A common situation for this to occur is when a shapefile with multiple shapes is provided, where we are interested in grouping our results by each shape. Here is a mock workflow using a subset of a shapefile of all 2,184 Brisbane parks.
Let’s say we are interested in knowing which parks in the Brisbane postcode 4075 have the most occurrences of the Scaly-Breasted Lorikeet, Trichoglossus chlorolepidotus, since 2020. We can download the entire shapefile from the above link, and perform our filtering and summarising as follows:
brisbane_parks <- sf::st_read("path/to/Park___Locations.shp") |>
sf::st_make_valid() |>
filter(POST_CODE == 4075)
# Convert shapefile to a bounding box
brisbane_parks_bbox <- brisbane_parks |> sf::st_bbox()
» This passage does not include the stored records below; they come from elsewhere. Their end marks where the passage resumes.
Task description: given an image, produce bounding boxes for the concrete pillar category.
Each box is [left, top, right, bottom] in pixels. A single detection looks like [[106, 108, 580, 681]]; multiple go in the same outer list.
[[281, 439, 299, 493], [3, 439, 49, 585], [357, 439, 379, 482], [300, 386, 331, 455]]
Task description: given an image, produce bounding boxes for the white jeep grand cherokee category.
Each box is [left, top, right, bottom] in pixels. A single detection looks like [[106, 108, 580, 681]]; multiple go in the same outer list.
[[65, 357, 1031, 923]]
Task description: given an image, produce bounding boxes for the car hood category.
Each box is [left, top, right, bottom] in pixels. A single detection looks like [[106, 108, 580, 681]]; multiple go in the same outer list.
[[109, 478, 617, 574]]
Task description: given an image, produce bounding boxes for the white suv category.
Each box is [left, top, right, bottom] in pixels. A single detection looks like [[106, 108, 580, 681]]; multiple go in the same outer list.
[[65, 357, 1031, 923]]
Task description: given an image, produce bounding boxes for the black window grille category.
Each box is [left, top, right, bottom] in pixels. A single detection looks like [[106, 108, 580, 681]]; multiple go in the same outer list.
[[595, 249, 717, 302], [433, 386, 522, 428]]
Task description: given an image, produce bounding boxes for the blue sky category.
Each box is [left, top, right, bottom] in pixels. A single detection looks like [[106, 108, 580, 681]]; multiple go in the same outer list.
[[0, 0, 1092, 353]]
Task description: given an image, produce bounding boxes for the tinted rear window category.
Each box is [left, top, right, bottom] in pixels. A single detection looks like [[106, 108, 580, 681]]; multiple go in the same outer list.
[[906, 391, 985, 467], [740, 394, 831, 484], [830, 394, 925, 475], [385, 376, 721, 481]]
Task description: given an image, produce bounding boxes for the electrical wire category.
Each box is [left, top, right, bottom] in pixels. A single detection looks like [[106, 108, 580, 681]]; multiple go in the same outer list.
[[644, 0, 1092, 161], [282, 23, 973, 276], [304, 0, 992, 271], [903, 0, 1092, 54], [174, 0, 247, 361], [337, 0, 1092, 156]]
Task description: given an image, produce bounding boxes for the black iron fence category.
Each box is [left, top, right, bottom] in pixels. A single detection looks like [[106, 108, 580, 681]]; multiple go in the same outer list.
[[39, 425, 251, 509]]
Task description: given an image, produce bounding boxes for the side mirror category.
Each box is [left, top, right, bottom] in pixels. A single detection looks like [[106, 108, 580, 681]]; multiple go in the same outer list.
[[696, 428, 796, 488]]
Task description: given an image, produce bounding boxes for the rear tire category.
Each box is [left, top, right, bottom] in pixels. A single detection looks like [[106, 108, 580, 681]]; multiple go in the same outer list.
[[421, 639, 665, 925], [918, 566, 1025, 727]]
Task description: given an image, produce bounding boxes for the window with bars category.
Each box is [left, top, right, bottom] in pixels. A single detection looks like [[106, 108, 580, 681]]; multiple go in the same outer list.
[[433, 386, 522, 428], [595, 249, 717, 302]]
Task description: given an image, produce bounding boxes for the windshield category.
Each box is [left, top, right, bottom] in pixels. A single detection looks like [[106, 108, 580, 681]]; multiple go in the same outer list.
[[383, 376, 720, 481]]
# Find all occurrences of Trichoglossus chlorolepidotus in the bounding box in 2022
lorikeet_brisbane <- galah_call() |>
filter(scientificName == "Trichoglossus chlorolepidotus",
year >= 2020) |>
galah_geolocate(brisbane_parks_bbox, type = "bbox") |>
collect()
## Data returned for bounding box:
## xmin = 152.96331 xmax = 152.99668 ymin = -27.57737 ymax = -27.51606
# Filter records down to only those in the shapefile polygons
lorikeet_brisbane |>
# Create a point geometry based on the occurrence coordinates
sf::st_as_sf(coords = c("decimalLongitude", "decimalLatitude"), crs = sf::st_crs(brisbane_parks), remove = FALSE) |>
# identify which park each occurrence sits in with st_intersects()
mutate(intersection = sf::st_intersects(geometry, brisbane_parks) |> as.integer(),
park = ifelse(is.na(intersection), NA, brisbane_parks$PARK_NAME[intersection])) |>
# Filter out occurrences that did not occur in a park
filter(!is.na(park)) |>
# Drop the geometry column
sf::st_drop_geometry() |>
# Summarise the top 10 parks for lorikeet sightings in 2022
group_by(park) |>
summarise(counts = n()) |>
arrange(desc(counts)) |>
head(10)
## # A tibble: 10 × 2
## park counts
## <chr> <int>
## 1 SHERWOOD ARBORETUM 276
## 2 NYUNDARE-BA PARK 271
## 3 FAULKNER PARK 51
## 4 STRICKLAND TERRACE PARK 33
## 5 FORT ROAD BUSHLAND 31
## 6 GRACEVILLE RIVERSIDE PARKLANDS 31
## 7 BENARRAWA RESERVE 19
## 8 NOSWORTHY PARK 16
## 9 HORACE WINDOW RESERVE 9
## 10 GRACEVILLE AVENUE PARK 6
Some shapefiles cover large geographic areas with the caveat that even the bounding box doesn’t restrict the number of records to a value that can be downloaded easily. In this case, we recommend more nuances and detailed methods that can be performed using looping techniques. One of our ALA Labs blog posts, Hex maps for species occurrence data, has been written detailing how to approach larger problems such as this.